Haiti – The Good, the Bad, and the Ugly

My son Micah on the beach – beautiful place about 90 minutes from PaP. 15 people from Cottonwood Church came to minister in Haiti, this year. What a church!!

I just returned from another Haiti trip. Abnormality abounds.

The Good: It was the perfect 9-day sabbatical. It consisted of hot yoga, being serenaded during a moonlight swim, and afterwards lounging in the water while listening to the birds sing. OK, maybe trying one sadistic body knot, listening to some teenagers practice their worship music while wondering how to empty an entire pool with 5-gallon buckets, and then replacing valve seats in a shower while the birds fought outside. But, it was all in the Caribbean. So there. Where were you last week?

Daughter Megan who led the trip and a friend from English Camp.

The Bad: My goal was to get the 1998 Isuzu Trooper resurrected yet again. It came back to life on day two – a record. After shouting IT LIVES for the community to hear, I took it out for a drive. I was so excited I didn’t consider whether after starting once, it would start again – nor did I think about the brakes sitting for 5 humid rust-growing months. Rather than think, I grabbed Andres – a Haitian friend – and drove to the closest gas station, which is on the corner of one of the busiest intersections in Port-au-Prince, to fill it up with diesel.

You need to understand, there are no lights, no signs, no rules at this major intersection. Everyone just pushes their way through, motorcycles weaving through, big trucks, cars, everyone within inches of each other. It’s a dance really, only when feet get stepped on there is a lot of shouting.

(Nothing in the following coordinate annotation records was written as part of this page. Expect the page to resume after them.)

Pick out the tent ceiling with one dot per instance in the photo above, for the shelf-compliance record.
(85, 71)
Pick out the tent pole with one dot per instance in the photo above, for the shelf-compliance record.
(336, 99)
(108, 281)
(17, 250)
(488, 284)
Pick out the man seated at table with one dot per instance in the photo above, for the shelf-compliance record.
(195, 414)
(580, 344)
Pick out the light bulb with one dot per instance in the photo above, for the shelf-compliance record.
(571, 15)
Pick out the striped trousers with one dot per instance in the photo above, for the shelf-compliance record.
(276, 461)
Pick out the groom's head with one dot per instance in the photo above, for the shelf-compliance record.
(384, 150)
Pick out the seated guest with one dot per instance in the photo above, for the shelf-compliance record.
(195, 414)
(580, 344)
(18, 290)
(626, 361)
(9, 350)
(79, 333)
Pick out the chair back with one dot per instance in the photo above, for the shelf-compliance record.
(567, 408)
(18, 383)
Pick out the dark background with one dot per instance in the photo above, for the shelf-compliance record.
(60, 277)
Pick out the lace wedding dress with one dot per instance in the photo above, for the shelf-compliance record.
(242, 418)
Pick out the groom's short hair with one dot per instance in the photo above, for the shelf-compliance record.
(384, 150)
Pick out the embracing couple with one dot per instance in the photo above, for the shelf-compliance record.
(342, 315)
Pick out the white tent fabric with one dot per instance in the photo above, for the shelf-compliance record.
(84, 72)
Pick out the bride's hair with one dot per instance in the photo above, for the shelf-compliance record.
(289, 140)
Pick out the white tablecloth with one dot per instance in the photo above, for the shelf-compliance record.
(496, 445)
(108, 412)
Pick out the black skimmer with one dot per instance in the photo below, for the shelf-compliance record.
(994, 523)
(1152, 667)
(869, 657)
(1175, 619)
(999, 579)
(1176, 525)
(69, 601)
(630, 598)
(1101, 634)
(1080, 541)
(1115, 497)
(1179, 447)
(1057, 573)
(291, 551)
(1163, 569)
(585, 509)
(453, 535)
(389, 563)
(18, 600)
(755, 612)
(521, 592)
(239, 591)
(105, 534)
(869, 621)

Of course, after filling the Trooper up, it wouldn’t start. No one around would help us jump start it. Andres got into the drivers seat’ and we pushed it backwards through the crowd of people and into the intersection dance, popping the clutch to try and get it started.

No luck.

Now we were in the edge of the intersection making everyone squeeze around us. And there was this scrawny spaghetti armed white guy trying to push the Trooper backwards – and now forwards. We had to go way down the street to get into another driveway – into a little store called DeliMart. It seemed like an eternal distance away. I squeezed behind the Trooper and the car inches from our bumper with it’s horn blaring, and shoved with all the might my straw-like legs could muster.

Unbeknownst to me, when I left in a euphoria of IT LIVES excitement, 3 of the 4 brake calipers were stuck. As in 3 of the 4 brakes were mostly on. It’s a diesel, it moves with brakes on or off. I’m not a diesel, not a van diesel, not a dan diesel. Haitians on the street kept yelling “5 DOLLARS” in Haitian to help push – but Andres was too proud to take their help. Easy for him – he was steering.

By now we had a few hundred cars backed up into the intersection, and most of Port-au-Prince was at a stand-still. So, two frustrated kind guys watching came and helped me push. 20 minutes and two shaking and eternally sore legs later, we made it into DeliMart, where I paid the guys $5 each for helping.

At DeliMart we found someone who would help jump us, and life was good.

Meanwhile, at the compound, others were helping the community with education and planning and food and a clear presentation of the gospel. More importantly, a few miles away, Andres and I got diesel in to the Trooper.

400+ kids at the first day of English Camp

The Ugly: Haiti has a bit of ugly. Being with the missionary when she stopped to help a lady whose child seemed close to death due to dehydration, seeing a child’s body left on the highway waiting for family to come and take it away, the lack of education, structure, employment, and hope for a proud people who only want to make it on their own. It’s smelly and dirty and yet…

There is hope.

When you see the kids learning at English Camp, you can since the hope and power that comes from Christ making a difference. With the gospel at Maranatha comes food for the body and education for the mind, and you come back to the States and feel like you have somehow wimped out by not remaining in PaP.